The Politics of Housing Metaphors

Challenging Images of Migration and Patriarchy

Authors

  • Laurin Mackowitz University of Graz, Austria
  • Daniel Lorenz University of Innsbruck, Austria

DOI:

https://doi.org/10.22029/oc.2020.1185

Keywords:

critical metaphorology, concepts of architecture, anti-migration politics, languages of patriarchy, the poetics of homelessness

Abstract

Political metaphors condition social reality and mediate authority. One repeatedly used metaphor in discourses about migration and refuge is the misconception that ‘the state is a house.’ Far from only defining the modalities of inclusion and exclusion, metaphors of houses and housing evoke patriarchal political relationships between guests and hosts, homeless and homeowners, the household’s head and his subjects, and the man and his women. Houses present themselves to us in ambiguous, even contradictory ways in that they both shelter and imprison. Furthermore, in spite of a general need for accommodation the state fails to provide material housing, only feigning the imagination of security. Therefore, ‘housing’ appears to be a key paradox of nationalist and chauvinist discourse. Figurative language is, however, unfinished, which is why our images of houses, charged with the theology, anthropology, politics, and language of foundations, buildings, and walls, may be challenged by critique and interpretation. Developing a critical metaphorology, committed to analyzing the framed arguments and underlying contexts of said discourses justifying patriarchy and nationalism, we describe the choice between inhabiting and abandoning ‘the house.’ Ultimately, we present counter-narratives about decaying structures of power and propose ways to take ‘housing’ issues to the streets.

Author Biographies

  • Laurin Mackowitz, University of Graz, Austria

    Laurin Mackowitz is currently employed as university assistant at the Institute for Philosophy at the University of Graz. He completed his doctoral studies at the Department of Philosophy at the University of Innsbruck in 2017 with a thesis on critical and affirmative interpretations of the Exodus myth in the 20th century, demonstrating the continuing importance of religious narratives in post-metaphysical philosophical and political reasoning. In the past three years, he has been working on themes concerning the imagination and narration of collective identity, the critique of globalization, religious skepticism, and the performance of multiculturalism.

  • Daniel Lorenz, University of Innsbruck, Austria

    Daniel Lorenz holds a PhD in applied linguistics, which he attained at the Department of Languages and Literature, University of Innsbruck in 2016. His thesis proposes a scientific, phraseological, and interlingual lexicon for Turkish and German.
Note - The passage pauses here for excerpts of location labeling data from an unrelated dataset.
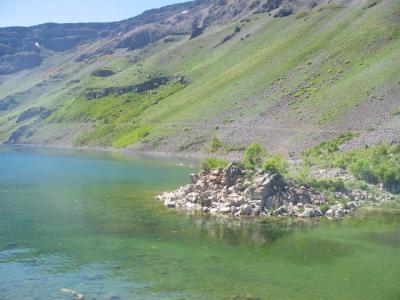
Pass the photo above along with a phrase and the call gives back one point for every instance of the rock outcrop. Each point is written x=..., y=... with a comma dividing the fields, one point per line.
x=150, y=84
x=236, y=192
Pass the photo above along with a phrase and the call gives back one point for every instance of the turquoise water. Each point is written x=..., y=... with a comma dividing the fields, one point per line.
x=88, y=222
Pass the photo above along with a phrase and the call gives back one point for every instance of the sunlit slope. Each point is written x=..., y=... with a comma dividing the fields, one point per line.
x=284, y=82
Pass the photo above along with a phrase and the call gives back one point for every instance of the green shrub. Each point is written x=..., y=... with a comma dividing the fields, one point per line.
x=216, y=145
x=212, y=163
x=275, y=164
x=302, y=14
x=253, y=156
x=378, y=164
x=395, y=112
x=132, y=137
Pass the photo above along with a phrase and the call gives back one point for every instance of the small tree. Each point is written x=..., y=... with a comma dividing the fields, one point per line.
x=253, y=156
x=275, y=164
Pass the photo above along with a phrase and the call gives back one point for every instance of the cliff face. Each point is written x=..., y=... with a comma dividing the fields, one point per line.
x=207, y=75
x=26, y=47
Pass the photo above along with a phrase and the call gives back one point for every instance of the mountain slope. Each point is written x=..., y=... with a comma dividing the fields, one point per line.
x=284, y=73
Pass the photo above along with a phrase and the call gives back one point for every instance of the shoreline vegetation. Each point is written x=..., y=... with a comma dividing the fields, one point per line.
x=325, y=181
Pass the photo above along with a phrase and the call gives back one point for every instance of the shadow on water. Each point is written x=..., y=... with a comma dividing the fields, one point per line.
x=92, y=225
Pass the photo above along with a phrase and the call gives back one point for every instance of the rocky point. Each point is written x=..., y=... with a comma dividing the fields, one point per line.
x=235, y=191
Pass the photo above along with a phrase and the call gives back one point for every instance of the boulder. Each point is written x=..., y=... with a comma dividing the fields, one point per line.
x=231, y=174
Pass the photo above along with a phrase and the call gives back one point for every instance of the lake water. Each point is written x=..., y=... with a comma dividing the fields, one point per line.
x=89, y=222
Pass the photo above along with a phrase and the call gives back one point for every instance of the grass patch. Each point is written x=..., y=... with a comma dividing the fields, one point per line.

It contains phraseological entries paired with information on motivation of linguistic images, references to cultural backgrounds of the phrasemes in question, and detailed information on corpus linguistic frequencies and the distribution of variants. His recent research focuses on cognitive and historical aspects of figurative language comparison, especially between German and immigrant languages in western Europe.